À lire les médias, à écouter les « spécialistes », si l’Afrique est sinistrée, c’est parce qu’elle subit un déficit de développement. La solution est donc simple : injecter une aide de plus en plus en plus massive et imposer la démocratisation.
L’erreur est évidement totale car, primo, les critères de pauvreté définis en Europe ne sont pas ceux de l’Afrique et, secundo, politiquement, entre nos sociétés individualisées et celles, communautaires, du continent africain, les critères sont très différents. De plus, les problèmes qui se posent au nord du Sahara ne sont pas ceux des pays situés au sud du désert.
La seule approche réaliste de la question est fondamentalement géographique et ethno-historique car, et certains l’oublient trop souvent, le continent africain a une histoire différente de celle de l’Europe.
Alors qu’en Europe les grands phénomènes historiques ou civilisationnels furent continentaux, tel ne fut pas le cas dans les Afriques. Toute l’Europe fut en effet concernée par la fin de l’Empire romain et par la greffe chrétienne sur le vieux tronc païen. Puis, en sa totalité, elle fut irriguée par l’art roman et par le gothique. De même, toute entière, elle fut concernée par la Renaissance, par la Réforme, par la période dite des Lumières, puis par les révolutions politiques et industrielles. Dans les Afriques, tout au contraire, les phénomènes historiques eurent le plus souvent des conséquences uniquement régionales, hormis dans le cas de la colonisation. Sauf rares exceptions, il n’y eut pas de dépassement ou de coagulation de l’ethnie ; même en cas de constitution d’empires. Ces derniers furent en effet toujours étroitement ethno-centrés ou formés par le rassemblement de tribus ou de clans appartenant aux mêmes ensembles ethniques ; les exemples des royaumes Luba, Lunda, Shona, Zulu ou d’Imérina à Madagascar illustrent avec force cette grande originalité.
La conquête coloniale se fit généralement à l’avantage des pôles littoraux avec lesquels les Européens avaient noué de séculaires relations et qui, dans bien des cas, avaient été leurs partenaires durant l’époque de la traite esclavagiste. À l’intérieur, les Empires qui résistèrent furent défaits au profit des populations qu’ils dominaient.

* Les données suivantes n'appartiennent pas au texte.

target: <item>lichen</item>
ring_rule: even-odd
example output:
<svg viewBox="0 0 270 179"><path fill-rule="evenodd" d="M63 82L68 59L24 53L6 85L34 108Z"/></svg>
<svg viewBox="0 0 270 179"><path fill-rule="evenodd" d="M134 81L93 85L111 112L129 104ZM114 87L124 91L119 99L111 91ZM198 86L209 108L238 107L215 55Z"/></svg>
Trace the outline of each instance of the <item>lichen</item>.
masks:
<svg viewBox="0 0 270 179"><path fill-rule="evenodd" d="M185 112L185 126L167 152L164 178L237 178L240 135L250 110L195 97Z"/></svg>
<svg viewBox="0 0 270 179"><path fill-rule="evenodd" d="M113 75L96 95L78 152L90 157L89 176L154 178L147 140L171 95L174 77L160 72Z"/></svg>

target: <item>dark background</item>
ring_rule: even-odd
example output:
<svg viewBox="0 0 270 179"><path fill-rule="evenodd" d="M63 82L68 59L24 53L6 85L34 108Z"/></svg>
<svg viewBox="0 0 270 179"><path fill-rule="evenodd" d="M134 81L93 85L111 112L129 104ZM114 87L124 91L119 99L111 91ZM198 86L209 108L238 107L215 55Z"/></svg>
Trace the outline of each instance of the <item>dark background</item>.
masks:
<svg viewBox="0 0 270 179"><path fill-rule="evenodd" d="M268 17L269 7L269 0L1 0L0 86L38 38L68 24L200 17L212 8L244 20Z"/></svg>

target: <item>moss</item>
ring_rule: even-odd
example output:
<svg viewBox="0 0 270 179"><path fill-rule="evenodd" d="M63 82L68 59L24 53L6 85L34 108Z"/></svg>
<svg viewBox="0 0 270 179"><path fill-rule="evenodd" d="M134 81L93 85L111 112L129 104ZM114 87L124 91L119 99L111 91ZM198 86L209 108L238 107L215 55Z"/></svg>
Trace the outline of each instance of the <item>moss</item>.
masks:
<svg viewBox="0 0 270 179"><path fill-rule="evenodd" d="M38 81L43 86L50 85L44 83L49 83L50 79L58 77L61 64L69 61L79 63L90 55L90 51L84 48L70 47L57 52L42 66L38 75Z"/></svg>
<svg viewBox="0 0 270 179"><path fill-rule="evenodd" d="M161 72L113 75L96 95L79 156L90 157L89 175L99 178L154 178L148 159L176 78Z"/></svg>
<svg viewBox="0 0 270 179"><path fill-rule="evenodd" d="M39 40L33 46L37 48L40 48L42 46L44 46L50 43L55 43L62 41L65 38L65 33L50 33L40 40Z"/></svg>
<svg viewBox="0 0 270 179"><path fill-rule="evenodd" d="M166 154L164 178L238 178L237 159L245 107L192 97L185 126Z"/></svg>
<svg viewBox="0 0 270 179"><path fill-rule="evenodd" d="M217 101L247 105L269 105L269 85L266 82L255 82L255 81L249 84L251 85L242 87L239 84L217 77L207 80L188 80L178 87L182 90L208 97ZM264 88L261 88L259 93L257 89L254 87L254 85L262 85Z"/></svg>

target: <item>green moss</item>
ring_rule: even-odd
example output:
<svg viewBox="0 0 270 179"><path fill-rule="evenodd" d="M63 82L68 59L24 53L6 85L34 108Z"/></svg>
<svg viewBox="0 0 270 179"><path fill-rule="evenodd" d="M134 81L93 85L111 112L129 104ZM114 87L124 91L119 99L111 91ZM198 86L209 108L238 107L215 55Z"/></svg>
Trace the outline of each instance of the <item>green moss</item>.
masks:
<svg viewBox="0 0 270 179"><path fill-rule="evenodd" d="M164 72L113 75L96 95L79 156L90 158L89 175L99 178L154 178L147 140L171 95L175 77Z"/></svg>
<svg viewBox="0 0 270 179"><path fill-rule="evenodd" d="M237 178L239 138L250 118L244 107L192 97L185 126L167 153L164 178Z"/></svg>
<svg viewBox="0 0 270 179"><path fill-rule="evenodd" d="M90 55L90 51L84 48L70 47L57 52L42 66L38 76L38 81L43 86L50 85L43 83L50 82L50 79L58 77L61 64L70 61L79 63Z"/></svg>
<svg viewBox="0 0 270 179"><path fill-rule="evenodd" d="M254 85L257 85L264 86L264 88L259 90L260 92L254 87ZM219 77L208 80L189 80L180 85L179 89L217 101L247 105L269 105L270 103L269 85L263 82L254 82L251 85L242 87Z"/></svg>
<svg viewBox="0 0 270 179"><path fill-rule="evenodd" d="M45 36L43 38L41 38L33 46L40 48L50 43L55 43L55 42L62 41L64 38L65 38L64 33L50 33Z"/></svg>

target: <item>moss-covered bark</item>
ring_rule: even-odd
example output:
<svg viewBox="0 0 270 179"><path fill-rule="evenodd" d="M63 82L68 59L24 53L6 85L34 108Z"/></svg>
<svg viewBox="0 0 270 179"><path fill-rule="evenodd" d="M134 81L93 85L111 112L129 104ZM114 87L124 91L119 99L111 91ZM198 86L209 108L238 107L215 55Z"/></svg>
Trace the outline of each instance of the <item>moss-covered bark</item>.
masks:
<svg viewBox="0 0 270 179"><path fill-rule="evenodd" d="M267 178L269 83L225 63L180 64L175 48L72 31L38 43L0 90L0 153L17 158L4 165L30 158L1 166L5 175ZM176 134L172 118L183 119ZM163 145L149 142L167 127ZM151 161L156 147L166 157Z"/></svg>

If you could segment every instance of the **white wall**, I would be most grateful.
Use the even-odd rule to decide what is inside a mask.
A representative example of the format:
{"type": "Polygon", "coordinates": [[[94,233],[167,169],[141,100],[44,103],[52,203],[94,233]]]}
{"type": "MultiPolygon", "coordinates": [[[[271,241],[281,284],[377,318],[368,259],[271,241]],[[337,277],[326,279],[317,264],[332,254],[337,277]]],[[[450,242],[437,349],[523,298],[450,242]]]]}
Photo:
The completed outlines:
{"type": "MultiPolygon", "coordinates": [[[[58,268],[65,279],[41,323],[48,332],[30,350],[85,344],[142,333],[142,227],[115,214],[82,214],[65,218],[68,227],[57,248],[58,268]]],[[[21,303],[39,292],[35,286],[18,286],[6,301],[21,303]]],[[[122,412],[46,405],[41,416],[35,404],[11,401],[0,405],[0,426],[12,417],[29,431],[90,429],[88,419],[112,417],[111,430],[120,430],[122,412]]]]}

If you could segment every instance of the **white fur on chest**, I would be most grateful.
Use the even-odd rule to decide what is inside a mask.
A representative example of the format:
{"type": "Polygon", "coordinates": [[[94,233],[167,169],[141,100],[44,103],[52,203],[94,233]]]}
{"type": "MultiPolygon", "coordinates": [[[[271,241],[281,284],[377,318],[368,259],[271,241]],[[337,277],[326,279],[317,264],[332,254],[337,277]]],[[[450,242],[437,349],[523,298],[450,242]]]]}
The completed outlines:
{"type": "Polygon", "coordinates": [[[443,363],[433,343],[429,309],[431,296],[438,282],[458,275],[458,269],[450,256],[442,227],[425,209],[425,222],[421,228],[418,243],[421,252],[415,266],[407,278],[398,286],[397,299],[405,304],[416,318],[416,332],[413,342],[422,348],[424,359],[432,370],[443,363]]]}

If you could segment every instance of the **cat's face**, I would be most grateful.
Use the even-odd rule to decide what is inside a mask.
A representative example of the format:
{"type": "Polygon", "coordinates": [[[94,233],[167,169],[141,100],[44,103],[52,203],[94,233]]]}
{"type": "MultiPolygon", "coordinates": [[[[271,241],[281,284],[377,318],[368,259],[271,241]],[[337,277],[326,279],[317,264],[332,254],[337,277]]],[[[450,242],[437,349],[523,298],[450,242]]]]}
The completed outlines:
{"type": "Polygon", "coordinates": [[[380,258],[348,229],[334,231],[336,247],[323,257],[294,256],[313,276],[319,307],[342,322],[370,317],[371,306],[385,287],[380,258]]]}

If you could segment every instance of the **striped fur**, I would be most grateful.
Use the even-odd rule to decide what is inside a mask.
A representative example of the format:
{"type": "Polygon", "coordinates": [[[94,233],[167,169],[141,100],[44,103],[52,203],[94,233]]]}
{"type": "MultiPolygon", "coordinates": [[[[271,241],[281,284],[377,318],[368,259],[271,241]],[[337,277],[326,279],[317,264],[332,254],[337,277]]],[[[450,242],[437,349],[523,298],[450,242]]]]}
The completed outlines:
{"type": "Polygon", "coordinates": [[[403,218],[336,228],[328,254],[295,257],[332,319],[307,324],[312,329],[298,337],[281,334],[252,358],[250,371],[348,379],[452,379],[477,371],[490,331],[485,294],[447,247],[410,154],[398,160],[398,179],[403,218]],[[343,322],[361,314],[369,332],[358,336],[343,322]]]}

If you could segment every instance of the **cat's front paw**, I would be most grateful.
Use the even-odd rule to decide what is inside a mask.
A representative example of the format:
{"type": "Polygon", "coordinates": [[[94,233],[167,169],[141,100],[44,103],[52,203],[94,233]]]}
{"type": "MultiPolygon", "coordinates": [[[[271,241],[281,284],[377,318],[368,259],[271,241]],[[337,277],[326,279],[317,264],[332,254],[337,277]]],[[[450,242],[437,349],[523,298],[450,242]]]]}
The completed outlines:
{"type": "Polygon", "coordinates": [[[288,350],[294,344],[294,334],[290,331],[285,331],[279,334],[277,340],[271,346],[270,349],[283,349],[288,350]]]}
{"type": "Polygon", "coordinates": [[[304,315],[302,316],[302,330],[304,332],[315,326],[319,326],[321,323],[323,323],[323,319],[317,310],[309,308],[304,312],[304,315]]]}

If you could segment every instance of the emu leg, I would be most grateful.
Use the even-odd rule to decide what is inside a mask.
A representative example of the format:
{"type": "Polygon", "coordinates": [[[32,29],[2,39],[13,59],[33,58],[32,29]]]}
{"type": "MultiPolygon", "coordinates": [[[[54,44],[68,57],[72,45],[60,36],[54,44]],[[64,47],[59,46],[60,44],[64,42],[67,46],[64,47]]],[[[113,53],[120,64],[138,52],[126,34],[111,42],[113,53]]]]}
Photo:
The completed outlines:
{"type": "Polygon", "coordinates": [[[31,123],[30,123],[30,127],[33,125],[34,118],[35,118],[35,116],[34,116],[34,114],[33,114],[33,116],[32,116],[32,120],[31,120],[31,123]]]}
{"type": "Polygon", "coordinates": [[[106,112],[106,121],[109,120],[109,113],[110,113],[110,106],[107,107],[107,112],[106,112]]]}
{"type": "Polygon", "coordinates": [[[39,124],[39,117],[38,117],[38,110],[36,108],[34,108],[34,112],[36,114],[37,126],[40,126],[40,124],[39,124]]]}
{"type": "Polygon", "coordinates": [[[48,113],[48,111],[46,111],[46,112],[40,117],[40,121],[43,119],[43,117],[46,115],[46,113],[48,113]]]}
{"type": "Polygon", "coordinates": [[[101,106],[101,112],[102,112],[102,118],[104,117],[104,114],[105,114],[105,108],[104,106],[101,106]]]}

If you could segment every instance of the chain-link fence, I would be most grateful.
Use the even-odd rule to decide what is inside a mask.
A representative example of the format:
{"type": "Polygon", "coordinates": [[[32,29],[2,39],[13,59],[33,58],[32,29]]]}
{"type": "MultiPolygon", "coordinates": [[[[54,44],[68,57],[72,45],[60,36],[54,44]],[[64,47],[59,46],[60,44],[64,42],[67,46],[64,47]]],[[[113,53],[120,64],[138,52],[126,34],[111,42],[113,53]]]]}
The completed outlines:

La colonisation cassa ainsi plusieurs « Prusses » africaines potentielles ou en devenir : Madagascar et la monarchie hova, l’Empire de Sokoto, les royaumes ashanti et zulu, les ensembles créés par el-Hadj Omar ou par Samory. Elle en subjugua d’autres, les arrêtant durant une phase expansionniste de leur histoire, comme l’État tutsi rwandais coupé de son exutoire du nord-ouest Kivu et ramené sur les hautes terres bordières de la crête Congo-Nil ; ou encore comme l’Éthiopie, empêchée de regagner un accès à la mer en raison de l’installation italienne en Érythrée. La colonisation procéda également par amputation comme dans le cas du Maroc, État millénaire territorialement découpé au profit de l’Algérie et de la Mauritanie, deux créations françaises.
Puis, au moment des indépendances de la décennie 1960, l’insensé maillage frontalier donna naissance à autant de « prisons de peuples ». Et pour encore aggraver la situation, la démocratisation fut imposée à l’intérieur de ces coquilles vides. Résultat, ce plaquage européo-centré déboucha sur l’ethno-mathématique, autrement dit sur la victoire des peuples les plus nombreux, ce qui encouragea encore davantage cette course à la natalité qui va achever de tuer le continent.